I have a question about epistane, I read it doesn’t aromatize to estrogen, but in male, I know estrogen are produced by aromatizatio of testosterone, as epistane supress natural testosterone and doesn’t aromatize, how the body produce estrogen in this cas ? (i know a small amount are produced by testicles)
Given appropriate dosing over time, it wouldn’t. Check out the dosing in 1988 study.
Commonly known as ‘epistane’, this compound is the 17-alpha-alkylated version of the known AAS epitiostanol (Fig. 1), an androgen developed in Japan for the treatment of breast cancer (Konishi et al., 1988). Regarded as a steroidal antiestrogen as well as an androgen (Konishi et al., 1988), epitiostanol inhibits the hypothalamic-pituitary-gonadal (HPG) axis (Kurachi et al., 1975) and thus has the potential to cause ASIH (Rahnema et al., 2014). As a 17-alpha-alykylated androgen, there is a potential for hepatotoxicity (Kazlauskas, 2010). Methylepithiostanol has been chemically detected in nutritional supplements and it is suspected that methlyepithiostanol may degrade into the controlled AAS desoxymethyltestosterone (Madol) while in some product containers (Okano et al., 2009). We identified over 30 currently sold products listing methylepitiostanol (2α,3α-epithio-17α-methyl-5α-androstan-17β-ol) as an ingredient on their product label.
The answer to your question, is why most people recommend using testosterone with almost every cycle.

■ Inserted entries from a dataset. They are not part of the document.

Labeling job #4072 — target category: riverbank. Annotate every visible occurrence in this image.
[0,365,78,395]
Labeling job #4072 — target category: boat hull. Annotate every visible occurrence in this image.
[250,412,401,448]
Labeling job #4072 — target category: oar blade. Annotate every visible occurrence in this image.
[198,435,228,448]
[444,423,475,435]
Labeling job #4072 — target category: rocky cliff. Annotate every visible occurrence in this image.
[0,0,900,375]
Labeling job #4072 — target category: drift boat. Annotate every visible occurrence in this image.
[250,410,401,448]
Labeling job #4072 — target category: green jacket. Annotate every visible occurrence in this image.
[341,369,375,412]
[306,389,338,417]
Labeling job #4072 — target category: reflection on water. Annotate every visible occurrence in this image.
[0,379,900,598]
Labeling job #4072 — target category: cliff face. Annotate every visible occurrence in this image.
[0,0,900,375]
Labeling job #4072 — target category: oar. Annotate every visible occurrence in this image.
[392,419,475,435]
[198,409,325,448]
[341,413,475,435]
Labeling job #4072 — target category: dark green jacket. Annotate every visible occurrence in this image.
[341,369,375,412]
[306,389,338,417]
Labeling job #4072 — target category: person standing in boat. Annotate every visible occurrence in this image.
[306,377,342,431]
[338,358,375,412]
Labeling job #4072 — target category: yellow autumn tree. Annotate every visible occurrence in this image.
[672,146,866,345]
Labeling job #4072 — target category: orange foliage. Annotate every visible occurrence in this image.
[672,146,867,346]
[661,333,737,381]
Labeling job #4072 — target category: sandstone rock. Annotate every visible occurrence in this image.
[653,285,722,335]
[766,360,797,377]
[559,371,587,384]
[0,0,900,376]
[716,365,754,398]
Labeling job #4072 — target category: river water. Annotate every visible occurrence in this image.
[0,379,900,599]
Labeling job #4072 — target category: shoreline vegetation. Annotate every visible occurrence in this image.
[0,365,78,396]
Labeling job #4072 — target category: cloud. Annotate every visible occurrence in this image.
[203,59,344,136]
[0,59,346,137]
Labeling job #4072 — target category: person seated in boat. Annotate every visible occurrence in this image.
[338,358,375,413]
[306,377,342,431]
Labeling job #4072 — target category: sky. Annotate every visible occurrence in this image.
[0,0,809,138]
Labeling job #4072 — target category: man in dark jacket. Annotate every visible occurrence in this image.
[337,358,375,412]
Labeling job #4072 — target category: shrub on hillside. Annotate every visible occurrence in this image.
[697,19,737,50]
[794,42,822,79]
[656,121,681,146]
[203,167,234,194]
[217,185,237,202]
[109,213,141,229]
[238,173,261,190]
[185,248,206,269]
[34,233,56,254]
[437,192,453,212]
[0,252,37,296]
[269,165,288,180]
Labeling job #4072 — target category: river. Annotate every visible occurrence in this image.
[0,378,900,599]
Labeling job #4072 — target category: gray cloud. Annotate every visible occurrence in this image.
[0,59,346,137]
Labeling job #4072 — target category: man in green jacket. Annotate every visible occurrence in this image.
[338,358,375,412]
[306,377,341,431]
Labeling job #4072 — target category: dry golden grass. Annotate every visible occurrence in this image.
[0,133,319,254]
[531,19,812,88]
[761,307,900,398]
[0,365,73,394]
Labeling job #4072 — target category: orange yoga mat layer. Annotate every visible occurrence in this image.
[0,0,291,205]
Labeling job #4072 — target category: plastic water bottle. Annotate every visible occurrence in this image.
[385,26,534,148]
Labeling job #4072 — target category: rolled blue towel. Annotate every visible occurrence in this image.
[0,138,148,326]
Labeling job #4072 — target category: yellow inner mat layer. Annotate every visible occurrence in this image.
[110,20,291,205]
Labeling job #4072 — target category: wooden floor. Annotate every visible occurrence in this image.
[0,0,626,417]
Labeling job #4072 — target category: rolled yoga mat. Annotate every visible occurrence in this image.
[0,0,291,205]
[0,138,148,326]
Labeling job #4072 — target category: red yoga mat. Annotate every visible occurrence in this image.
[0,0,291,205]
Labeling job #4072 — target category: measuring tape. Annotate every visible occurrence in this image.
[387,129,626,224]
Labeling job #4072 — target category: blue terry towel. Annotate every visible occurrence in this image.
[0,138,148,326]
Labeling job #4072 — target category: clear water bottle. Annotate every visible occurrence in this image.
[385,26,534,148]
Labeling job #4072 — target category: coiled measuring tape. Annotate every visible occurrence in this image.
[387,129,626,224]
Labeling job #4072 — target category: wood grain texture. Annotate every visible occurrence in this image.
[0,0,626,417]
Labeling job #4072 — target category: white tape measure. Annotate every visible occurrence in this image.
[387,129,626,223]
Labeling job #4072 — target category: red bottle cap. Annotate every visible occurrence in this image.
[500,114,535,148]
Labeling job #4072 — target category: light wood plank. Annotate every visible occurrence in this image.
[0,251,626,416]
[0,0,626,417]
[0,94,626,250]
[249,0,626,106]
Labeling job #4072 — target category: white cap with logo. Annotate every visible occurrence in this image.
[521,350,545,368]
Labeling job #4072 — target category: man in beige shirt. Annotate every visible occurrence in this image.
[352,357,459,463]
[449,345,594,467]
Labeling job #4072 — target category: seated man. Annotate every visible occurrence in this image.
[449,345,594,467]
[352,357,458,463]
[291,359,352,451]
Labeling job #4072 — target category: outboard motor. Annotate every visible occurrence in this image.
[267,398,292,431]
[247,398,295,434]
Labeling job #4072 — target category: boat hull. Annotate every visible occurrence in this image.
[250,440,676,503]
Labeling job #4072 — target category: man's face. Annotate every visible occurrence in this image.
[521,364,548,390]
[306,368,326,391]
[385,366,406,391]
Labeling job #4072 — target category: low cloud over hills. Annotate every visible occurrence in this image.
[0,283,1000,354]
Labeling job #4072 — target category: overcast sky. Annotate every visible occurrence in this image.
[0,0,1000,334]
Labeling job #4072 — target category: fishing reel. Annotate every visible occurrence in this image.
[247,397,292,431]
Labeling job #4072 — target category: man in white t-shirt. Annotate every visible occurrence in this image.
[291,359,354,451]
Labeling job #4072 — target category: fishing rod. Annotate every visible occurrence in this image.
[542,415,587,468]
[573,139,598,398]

To feel good, and get better results, most need estrogen. There are a few compounds that do produce estrogen, or something similar enough (like methylated estrogen) that they can be run solo though.
DHT derivatives, I wouldn’t run solo. You can probably get away with dbol, nandralone (if high enough to get enough E2, and that’s individual if you’ll feel good), and trestalone (Ment).
I understand, so why people speak about clomid for pct when you take compounds that don’t aromatize. If i have a good understanding of the studies and your comment, with these compounds, estrogen levels will be very low, so hypothalamus detect a low estrogen level, and to balance this low level, it will stimulate the testosterone production, so why is a need for product like clomid in this case ?
And a second question, i tought first, non aromatizing coumpound are good because they don’t aromatize, so we don’t have a risk to have too much estrogen, but why people prefer to use this type of coumpound instead of other coupounds like testosterone with a serm to balance the estrogen ?
Ideally, yes. But in practice, no, this doesn’t always happen. This is why PCT exists in the first place. Sometimes, people rebound from a cycle without any PCT, quickly, with no issue. Sometimes, people do a solid pct protocol and still never recover. There is a very broad range of outcomes with this stuff.
So, I have the benefit of having used epistane in isolation, prior to using any other steroid, AND I got blood work done 2-3 weeks after I came off of it. So, at least anecdotally, I can tell you what happened. I can’t say for sure what would have happened if I had waited more than 3 weeks, as I went on TRT at that point in my life, but I can tell you the short term effect on testosterone and estrogen.
In short, both testosterone and estrogen, 3 weeks after my epistane-only cycle, both read at a negligible level. Below the threshold that the tests could read. I think that’s a pretty big deal. You should consider epistane, particularly run on its own, to be extremely suppressive in a very short period of time. I ran it for 5 weeks at the ‘standard’ 40mg dose that was recommended at the time. I think epistane is an excellent steroid, but I would never run it by itself again.
Thanks for the fantastic personal experience and data point @flipcollar. Very suppressive.
Below may be a good link and paper for you to review @Remi1.
Conclusions: 1) T and E2 have independent effects on LH. 2) Inhibition of LH by T requires aromatization for its pituitary, but not hypothalamic effects. 3) E2 negative feedback on LH occurs at the hypothalamus.
This human investigative model employing sex steroid ablation and selective physiological sex steroid add-back in healthy and GnRH-deficient men provides novel insights into the study of LH regulation in men. These data suggest a model of sex steroid feedback whereby 1) T and E2 have independent effects on LH secretion, 2) inhibition of LH by T requires aromatization for its pituitary but not its hypothalamic effects, and 3) E2 has dual sites of feedback, but its predominant effect is at the hypothalamus.
You need to understand the suppressive effects of the epistane itself and not just its indirect supressive effect of limiting E2 production. Check out the AR / ER effects of epistane itself in references above.
Really cool to have such a sweet data point from @flipcollar. Think about what he shared above vs result from coming off 40 mg/day of oxandrolone mono and then testing at 3 weeks post.